The changes that occur to skin during menopause run much deeper than the appearance of fine lines and new wrinkles, as I discussed in my last blog post. A combination of events can make the skin hypersensitive, brittle, and prone to a number of inflammatory skin conditions, such as rashes, rosacea, perioral dermatitis, contact dermatitis, and breakouts.
And it can feel like it all happens overnight.
That said, there are plenty of ways to help you feel more comfortable in—and in control of—your skin.
Be gentle and moisturize
Let’s address breakouts first. Non-drying forms of topical antibiotics such as clindamycin, metronidazole, and azithromycin along with retinoids are helpful for managing acne in older skin. The androgen-blocking spironolactone also may help with hair loss in women. And topical sulfur, as prescribed or found in over-the-counter treatments, is great for acne and rosacea.
Menopausal skincare should revolve around three core principles: be gentle, lock moisture in, and prevent moisture loss and further damage.
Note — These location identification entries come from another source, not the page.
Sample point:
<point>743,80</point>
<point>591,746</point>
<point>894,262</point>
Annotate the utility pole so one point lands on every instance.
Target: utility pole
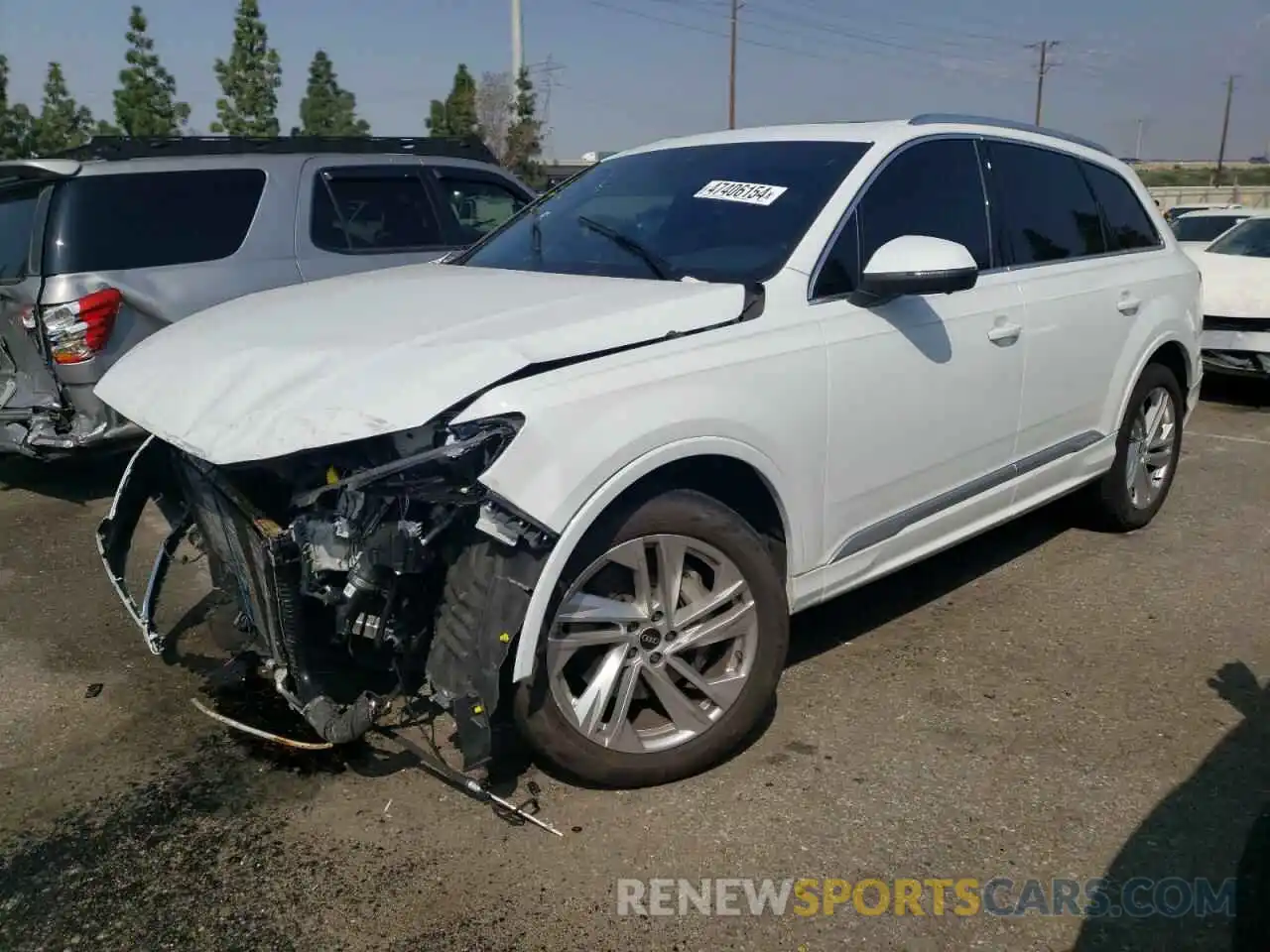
<point>1046,66</point>
<point>1225,126</point>
<point>517,44</point>
<point>731,70</point>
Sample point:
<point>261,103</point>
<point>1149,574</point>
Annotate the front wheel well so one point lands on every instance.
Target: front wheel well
<point>730,481</point>
<point>1173,356</point>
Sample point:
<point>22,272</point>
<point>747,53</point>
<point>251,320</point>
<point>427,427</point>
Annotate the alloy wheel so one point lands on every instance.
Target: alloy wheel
<point>653,644</point>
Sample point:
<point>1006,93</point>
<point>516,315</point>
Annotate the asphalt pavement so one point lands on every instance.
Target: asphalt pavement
<point>1044,702</point>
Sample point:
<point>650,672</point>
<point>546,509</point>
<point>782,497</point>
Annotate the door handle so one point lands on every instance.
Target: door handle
<point>1129,304</point>
<point>1005,333</point>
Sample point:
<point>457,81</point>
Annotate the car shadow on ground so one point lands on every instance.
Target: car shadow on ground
<point>76,480</point>
<point>1209,837</point>
<point>1248,393</point>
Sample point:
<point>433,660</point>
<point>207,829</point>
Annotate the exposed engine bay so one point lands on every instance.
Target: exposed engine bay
<point>361,572</point>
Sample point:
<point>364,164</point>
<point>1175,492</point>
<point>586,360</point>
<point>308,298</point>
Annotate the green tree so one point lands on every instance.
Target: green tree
<point>249,79</point>
<point>16,121</point>
<point>327,109</point>
<point>63,123</point>
<point>145,103</point>
<point>456,116</point>
<point>525,135</point>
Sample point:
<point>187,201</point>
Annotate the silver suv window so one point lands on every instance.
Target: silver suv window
<point>373,209</point>
<point>17,221</point>
<point>149,220</point>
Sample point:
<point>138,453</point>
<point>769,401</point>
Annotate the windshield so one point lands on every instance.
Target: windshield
<point>729,212</point>
<point>1205,227</point>
<point>1250,240</point>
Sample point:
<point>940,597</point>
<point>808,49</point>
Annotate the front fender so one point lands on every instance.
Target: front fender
<point>1119,404</point>
<point>572,534</point>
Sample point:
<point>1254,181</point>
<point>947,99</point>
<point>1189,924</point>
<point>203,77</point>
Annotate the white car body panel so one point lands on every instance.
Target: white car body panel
<point>1236,289</point>
<point>348,358</point>
<point>885,434</point>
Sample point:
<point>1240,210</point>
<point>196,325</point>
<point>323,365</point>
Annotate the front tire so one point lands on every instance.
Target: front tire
<point>665,649</point>
<point>1148,445</point>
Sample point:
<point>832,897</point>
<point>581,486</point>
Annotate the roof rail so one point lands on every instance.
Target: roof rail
<point>933,118</point>
<point>122,148</point>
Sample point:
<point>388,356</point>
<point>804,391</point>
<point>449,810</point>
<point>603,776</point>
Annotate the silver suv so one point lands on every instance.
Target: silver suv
<point>104,245</point>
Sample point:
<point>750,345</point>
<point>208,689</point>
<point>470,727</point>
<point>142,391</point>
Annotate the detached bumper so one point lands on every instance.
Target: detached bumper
<point>39,435</point>
<point>1237,345</point>
<point>148,477</point>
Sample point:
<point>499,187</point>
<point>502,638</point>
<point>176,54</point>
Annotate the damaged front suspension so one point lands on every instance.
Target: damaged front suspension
<point>347,587</point>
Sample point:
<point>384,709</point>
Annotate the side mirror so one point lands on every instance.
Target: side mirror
<point>917,264</point>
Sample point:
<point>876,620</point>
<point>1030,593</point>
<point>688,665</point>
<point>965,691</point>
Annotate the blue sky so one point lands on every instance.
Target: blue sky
<point>636,70</point>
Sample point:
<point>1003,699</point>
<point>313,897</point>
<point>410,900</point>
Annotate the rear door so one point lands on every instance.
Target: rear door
<point>26,380</point>
<point>1083,286</point>
<point>361,217</point>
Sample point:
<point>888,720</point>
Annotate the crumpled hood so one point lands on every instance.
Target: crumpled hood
<point>348,358</point>
<point>1234,286</point>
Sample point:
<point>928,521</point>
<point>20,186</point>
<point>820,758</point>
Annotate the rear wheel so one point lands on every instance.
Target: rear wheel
<point>665,651</point>
<point>1148,445</point>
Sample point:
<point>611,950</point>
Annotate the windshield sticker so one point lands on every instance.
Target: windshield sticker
<point>747,191</point>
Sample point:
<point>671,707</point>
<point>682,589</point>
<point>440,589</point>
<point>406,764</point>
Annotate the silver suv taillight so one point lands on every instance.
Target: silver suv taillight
<point>77,330</point>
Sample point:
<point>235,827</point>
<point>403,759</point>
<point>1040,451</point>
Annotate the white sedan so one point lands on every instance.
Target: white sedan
<point>1196,230</point>
<point>1236,271</point>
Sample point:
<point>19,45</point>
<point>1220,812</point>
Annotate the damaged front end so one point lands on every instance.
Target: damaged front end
<point>361,572</point>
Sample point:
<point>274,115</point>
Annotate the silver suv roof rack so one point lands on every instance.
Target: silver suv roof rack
<point>123,148</point>
<point>933,118</point>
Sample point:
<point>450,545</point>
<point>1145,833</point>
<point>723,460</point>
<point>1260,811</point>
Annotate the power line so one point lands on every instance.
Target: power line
<point>1042,68</point>
<point>924,62</point>
<point>1225,126</point>
<point>731,68</point>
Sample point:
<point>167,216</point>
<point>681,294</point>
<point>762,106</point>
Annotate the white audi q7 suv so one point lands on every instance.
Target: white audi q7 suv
<point>584,471</point>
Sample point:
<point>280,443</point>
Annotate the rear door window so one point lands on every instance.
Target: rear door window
<point>150,220</point>
<point>477,202</point>
<point>17,221</point>
<point>1049,213</point>
<point>373,209</point>
<point>1128,223</point>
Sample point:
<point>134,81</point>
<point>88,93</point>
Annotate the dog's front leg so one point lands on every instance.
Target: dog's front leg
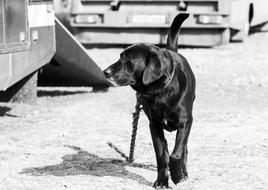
<point>178,158</point>
<point>162,155</point>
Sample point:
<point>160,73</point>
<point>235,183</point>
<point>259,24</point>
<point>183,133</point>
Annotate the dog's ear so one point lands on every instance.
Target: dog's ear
<point>154,68</point>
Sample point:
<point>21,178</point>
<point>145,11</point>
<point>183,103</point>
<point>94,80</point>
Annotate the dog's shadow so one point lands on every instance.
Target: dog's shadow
<point>85,163</point>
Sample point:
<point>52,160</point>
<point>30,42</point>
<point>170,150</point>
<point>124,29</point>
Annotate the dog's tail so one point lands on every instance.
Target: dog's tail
<point>173,33</point>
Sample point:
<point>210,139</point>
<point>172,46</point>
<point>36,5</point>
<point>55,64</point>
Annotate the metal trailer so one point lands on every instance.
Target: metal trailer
<point>28,41</point>
<point>212,22</point>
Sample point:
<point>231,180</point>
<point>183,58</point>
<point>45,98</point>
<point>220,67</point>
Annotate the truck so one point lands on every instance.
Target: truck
<point>30,37</point>
<point>211,22</point>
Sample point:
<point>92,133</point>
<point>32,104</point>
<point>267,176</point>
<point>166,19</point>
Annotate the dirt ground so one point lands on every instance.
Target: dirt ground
<point>61,143</point>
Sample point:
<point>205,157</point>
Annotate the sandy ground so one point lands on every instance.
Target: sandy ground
<point>61,143</point>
Your daily routine should start with a gentle cleanser that’s also formulated to exfoliate without stripping moisture from the skin.
Women of color could benefit from a cleanser that also includes glycolic acid, which will help trap moisture while exfoliating and brightening dark spots.
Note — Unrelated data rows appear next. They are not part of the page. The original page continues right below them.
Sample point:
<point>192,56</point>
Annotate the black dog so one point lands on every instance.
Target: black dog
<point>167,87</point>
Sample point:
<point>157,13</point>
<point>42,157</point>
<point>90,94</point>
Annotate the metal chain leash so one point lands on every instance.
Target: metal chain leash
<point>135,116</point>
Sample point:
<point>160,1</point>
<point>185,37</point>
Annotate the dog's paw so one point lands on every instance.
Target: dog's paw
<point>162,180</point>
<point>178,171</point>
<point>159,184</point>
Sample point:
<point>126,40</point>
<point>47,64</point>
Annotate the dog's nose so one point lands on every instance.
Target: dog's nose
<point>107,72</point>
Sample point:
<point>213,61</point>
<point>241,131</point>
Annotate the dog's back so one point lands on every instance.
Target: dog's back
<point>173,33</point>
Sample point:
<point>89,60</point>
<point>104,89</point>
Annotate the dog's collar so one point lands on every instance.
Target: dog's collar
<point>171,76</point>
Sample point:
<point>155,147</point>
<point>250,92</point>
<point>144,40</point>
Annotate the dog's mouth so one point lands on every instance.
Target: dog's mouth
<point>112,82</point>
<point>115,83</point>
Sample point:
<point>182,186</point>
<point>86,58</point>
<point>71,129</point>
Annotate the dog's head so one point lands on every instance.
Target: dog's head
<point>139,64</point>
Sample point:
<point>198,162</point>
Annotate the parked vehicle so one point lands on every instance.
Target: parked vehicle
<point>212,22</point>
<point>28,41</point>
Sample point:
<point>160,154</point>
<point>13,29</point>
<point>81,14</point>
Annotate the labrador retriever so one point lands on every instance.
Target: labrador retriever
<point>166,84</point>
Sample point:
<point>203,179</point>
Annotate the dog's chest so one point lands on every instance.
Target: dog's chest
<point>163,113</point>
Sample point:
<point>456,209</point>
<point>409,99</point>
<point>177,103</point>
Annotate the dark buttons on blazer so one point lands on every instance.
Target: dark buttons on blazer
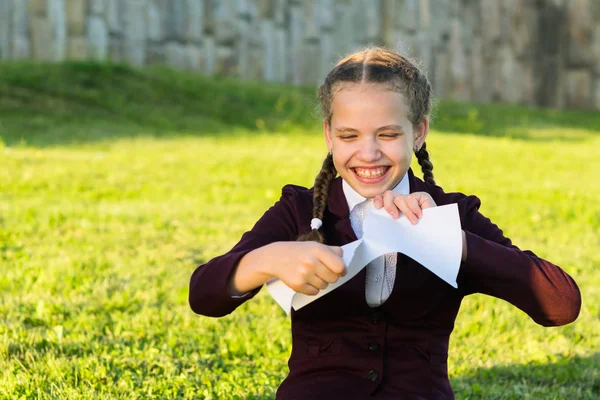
<point>373,375</point>
<point>377,317</point>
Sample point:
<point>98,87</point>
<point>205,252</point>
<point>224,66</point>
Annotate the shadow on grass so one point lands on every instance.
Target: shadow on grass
<point>568,378</point>
<point>73,103</point>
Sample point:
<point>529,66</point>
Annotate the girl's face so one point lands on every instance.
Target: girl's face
<point>371,137</point>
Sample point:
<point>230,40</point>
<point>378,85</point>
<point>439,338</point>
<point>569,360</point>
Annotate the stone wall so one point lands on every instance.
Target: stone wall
<point>538,52</point>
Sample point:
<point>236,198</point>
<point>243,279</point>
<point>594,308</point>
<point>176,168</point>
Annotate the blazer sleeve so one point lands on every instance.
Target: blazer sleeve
<point>496,267</point>
<point>208,285</point>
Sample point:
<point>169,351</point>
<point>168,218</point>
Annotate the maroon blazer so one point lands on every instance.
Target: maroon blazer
<point>344,349</point>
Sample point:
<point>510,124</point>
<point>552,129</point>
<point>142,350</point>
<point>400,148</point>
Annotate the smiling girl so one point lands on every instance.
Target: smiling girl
<point>385,332</point>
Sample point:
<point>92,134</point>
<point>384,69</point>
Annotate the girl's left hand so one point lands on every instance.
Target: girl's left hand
<point>411,205</point>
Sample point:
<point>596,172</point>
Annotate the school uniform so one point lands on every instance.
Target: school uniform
<point>344,348</point>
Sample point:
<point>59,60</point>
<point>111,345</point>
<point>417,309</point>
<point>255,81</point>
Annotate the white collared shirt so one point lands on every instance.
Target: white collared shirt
<point>380,274</point>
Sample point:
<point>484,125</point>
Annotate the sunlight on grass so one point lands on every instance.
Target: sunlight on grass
<point>99,236</point>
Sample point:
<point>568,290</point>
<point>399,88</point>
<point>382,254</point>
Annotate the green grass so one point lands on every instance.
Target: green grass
<point>116,183</point>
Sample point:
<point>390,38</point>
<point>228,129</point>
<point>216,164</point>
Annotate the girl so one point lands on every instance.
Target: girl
<point>385,332</point>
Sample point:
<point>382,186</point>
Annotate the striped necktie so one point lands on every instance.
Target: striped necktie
<point>381,272</point>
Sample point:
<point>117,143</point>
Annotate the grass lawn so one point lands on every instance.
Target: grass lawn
<point>116,183</point>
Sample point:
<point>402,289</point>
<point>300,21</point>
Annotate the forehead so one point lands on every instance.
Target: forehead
<point>368,103</point>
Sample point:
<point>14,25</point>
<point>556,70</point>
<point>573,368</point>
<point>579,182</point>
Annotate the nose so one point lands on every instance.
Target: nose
<point>369,150</point>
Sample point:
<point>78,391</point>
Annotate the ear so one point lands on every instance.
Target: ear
<point>420,133</point>
<point>327,133</point>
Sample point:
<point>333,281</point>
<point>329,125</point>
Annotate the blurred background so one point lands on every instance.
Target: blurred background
<point>141,138</point>
<point>533,52</point>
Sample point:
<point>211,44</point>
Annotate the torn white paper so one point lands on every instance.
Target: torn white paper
<point>435,242</point>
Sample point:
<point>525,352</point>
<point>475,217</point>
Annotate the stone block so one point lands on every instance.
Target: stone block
<point>424,14</point>
<point>521,29</point>
<point>242,46</point>
<point>194,60</point>
<point>21,47</point>
<point>37,8</point>
<point>409,17</point>
<point>372,16</point>
<point>388,12</point>
<point>510,76</point>
<point>5,30</point>
<point>77,48</point>
<point>459,88</point>
<point>175,20</point>
<point>310,21</point>
<point>580,33</point>
<point>225,23</point>
<point>154,22</point>
<point>226,63</point>
<point>270,49</point>
<point>476,70</point>
<point>41,30</point>
<point>156,53</point>
<point>97,7</point>
<point>134,43</point>
<point>279,12</point>
<point>597,93</point>
<point>114,12</point>
<point>98,38</point>
<point>578,89</point>
<point>310,57</point>
<point>547,78</point>
<point>20,19</point>
<point>115,49</point>
<point>295,45</point>
<point>210,55</point>
<point>327,56</point>
<point>76,16</point>
<point>342,33</point>
<point>266,9</point>
<point>281,55</point>
<point>194,20</point>
<point>175,55</point>
<point>596,50</point>
<point>441,72</point>
<point>490,20</point>
<point>58,21</point>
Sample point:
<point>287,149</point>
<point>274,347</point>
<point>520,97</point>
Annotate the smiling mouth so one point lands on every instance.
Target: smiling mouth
<point>370,173</point>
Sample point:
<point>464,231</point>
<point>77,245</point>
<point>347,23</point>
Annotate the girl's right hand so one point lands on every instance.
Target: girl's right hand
<point>306,267</point>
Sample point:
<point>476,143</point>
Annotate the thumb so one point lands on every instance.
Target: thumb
<point>337,250</point>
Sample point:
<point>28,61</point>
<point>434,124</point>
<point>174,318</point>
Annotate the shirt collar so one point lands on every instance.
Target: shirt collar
<point>353,198</point>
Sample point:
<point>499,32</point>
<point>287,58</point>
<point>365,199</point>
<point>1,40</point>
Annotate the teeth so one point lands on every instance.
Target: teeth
<point>370,172</point>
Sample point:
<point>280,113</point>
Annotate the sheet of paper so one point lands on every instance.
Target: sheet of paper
<point>435,242</point>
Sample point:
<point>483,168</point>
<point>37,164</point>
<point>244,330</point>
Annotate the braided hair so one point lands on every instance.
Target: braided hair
<point>371,65</point>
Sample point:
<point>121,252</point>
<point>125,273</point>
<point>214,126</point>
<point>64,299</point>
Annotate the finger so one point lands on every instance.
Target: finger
<point>337,250</point>
<point>389,203</point>
<point>332,259</point>
<point>425,200</point>
<point>378,201</point>
<point>413,204</point>
<point>325,274</point>
<point>307,289</point>
<point>315,281</point>
<point>400,202</point>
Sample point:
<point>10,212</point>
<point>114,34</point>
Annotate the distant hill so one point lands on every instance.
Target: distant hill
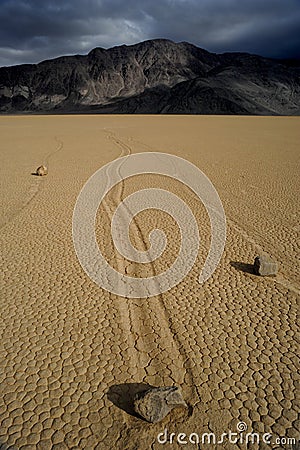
<point>153,77</point>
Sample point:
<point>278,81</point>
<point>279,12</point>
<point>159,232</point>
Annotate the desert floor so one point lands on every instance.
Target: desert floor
<point>73,355</point>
Follow that with a retinoid treatment, a good moisturizer, and a broad-spectrum sunscreen with an SPF of at least 30.
If your skin becomes further agitated by any of the above, you might have rosacea or perioral dermatitis. Consult a dermatologist. If they confirm that, they may advise you to stop the retinoid and acne treatments because they can irritate skin. They can also prescribe antibiotics and anti-inflammatories to help soothe facial inflammation.
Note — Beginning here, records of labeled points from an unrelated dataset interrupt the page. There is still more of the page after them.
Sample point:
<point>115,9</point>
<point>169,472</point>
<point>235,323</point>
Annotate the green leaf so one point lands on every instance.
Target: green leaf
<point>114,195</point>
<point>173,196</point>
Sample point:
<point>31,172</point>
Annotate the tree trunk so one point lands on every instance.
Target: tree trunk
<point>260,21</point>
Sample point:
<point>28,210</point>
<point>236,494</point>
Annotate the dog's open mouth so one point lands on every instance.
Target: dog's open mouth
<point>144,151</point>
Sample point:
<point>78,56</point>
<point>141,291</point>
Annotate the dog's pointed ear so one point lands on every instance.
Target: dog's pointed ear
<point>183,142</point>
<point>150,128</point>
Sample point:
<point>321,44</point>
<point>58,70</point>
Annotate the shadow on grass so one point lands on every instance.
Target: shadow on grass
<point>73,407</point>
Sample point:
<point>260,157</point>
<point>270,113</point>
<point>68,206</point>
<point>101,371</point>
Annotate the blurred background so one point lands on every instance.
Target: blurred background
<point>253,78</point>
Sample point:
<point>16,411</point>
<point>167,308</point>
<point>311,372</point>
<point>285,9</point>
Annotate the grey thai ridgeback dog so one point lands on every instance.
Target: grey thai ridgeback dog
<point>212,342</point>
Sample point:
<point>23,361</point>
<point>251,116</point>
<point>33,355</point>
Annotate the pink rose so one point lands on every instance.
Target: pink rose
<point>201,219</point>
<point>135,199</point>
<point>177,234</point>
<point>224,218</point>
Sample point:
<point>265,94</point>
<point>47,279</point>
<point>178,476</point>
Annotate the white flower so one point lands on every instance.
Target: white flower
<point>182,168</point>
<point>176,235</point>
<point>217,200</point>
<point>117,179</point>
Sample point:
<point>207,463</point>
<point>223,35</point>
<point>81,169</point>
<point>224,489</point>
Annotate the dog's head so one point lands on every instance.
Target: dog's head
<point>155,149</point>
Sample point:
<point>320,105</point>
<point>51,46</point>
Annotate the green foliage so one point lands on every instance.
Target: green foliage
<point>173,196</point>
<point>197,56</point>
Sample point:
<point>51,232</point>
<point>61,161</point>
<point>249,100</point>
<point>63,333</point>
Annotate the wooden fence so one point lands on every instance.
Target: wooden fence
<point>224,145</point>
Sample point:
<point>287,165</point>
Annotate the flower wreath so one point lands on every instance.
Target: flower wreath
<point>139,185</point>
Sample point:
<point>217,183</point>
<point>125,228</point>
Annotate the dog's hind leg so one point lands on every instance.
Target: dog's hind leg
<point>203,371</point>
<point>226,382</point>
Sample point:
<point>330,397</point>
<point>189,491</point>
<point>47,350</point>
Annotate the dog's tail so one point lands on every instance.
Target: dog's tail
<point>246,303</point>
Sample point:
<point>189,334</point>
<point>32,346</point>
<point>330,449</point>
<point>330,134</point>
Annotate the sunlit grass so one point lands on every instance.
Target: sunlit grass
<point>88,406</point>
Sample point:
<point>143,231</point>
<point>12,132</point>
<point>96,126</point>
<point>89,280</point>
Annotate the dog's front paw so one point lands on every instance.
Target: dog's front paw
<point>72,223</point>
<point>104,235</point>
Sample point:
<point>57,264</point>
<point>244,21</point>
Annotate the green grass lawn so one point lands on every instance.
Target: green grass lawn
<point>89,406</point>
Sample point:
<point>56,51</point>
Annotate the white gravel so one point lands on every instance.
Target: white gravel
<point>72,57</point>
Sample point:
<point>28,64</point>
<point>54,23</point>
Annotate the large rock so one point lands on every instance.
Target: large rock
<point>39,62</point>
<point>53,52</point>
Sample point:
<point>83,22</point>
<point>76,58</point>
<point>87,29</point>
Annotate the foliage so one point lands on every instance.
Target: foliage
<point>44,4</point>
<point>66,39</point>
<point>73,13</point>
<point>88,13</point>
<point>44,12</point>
At night, follow your cleanser with spot treatments and then any nourishing serums you find beneficial. Finish your nighttime routine with a moisturizer that includes ceramides, glycerin, or hyaluronic acid.
Embrace a total-body approach
As for the skin below your neck, be mindful of protecting your moisture barrier. Use gentle, fragrance-free body washes. And keep showers short—five to eight minutes—and warm, not hot. Apply conditioner prior to showering as a protective layer before shampooing.
When you dry off, try to leave your skin a little damp, and then seal that moisture in with a wet skin moisturizer.
It’s also a good idea to drink more water and limit your caffeine and alcohol intake. Both can dehydrate you, particularly alcohol. Not to mention, if you overindulge, it’ll be that much more difficult to exercise the next day, and you’re going to want to get plenty of exercise. Beyond the benefits to your overall health, exercise also helps keep stress in check. High cortisol levels can be detrimental. They trigger inflammation, acne, and aging.
Menopause sets in motion a bunch of changes that will threaten the moisture barrier and structural integrity of the skin. But there are lots of solutions to make your skin more comfortable and alluring.